Ramsey avoids the use of psychobabble to explain Desmond’s relationship with his mentally disturbed mother, his reluctance to make long term commitments to any of the women in his life, or his experimentation with drugs. Instead one comes to accept them as part of his extremely complex character.
Read the entire review here.
Also in AAJ, Jack Bowers writes of The Bill Holman Band Live:
Big-band album of the year? It’s too early to say, but the first-ever live recording by the superlative Bill Holman Band has earned front-runner status for that honor and will surely be hard to trump. Holman, an acknowledged master in the realm of writing and arranging for large ensembles, already has one Grammy Award in the trophy case (for Brilliant Corners, his ingenious adaptation of the music of Thelonious Monk), and could soon have another if NARAS members lay aside any unreasonable biases and vote with their ears.
To read Bowers’ full review, go here.
Full disclosure: I wrote the liner essay for the album. It’s always fun to analyze one of Holman’s arrangements.

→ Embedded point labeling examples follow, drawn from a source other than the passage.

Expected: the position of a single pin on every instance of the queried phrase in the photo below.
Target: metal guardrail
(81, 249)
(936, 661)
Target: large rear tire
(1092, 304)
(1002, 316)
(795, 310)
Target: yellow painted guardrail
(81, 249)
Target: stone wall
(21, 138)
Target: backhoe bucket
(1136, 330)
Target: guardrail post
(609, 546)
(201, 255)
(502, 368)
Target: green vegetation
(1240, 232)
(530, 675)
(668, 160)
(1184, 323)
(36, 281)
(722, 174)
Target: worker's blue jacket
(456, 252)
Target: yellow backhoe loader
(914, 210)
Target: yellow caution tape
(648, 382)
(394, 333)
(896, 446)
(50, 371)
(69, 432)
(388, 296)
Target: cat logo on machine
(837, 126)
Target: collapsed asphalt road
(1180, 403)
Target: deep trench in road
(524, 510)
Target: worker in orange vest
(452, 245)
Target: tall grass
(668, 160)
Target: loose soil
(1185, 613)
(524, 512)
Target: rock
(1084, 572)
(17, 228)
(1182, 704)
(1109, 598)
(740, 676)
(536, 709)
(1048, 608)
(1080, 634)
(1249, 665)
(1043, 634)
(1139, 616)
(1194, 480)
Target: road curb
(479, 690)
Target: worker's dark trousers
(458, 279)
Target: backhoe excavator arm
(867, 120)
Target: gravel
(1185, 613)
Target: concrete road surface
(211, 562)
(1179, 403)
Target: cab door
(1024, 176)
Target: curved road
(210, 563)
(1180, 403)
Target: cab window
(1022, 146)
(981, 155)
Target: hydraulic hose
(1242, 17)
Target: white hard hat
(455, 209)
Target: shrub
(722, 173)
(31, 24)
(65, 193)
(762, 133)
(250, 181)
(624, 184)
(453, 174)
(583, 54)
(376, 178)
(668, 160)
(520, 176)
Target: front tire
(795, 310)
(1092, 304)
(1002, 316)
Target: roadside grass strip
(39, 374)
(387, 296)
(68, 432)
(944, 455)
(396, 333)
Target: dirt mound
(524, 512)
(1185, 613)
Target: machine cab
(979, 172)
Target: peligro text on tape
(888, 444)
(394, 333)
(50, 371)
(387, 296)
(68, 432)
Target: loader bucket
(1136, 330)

In “Woodrow,” leading up to Christian Jacob’s piano solo, Willis has the trumpets and the trombones play catch with a triplet figure. The reeds expand on the figure in ascent and Jacob echoes it as he begins his solo. Midway through Ray Herrmann’s tenor sax solo, triplet figures emerge again, this time tossed back and forth between the trumpets and the reeds, but only momentarily. The triplets make a final appearance in the ascending lines the sections play to end the piece. It is one of the threads that holds the arrangement together. Another, recalling the trombone section’s opening notes, is Bob Efford’s baritone sax combination of punchy off-beat quarter notes, and long tones. The baritone provides underscoring as the brass and reeds intermingle phrases that add up to the sort of thing Brookmeyer was talking about when he said that Holman’s arrangements speak. This is musical conversation of the highest order.
The rest of the notes come with the CD.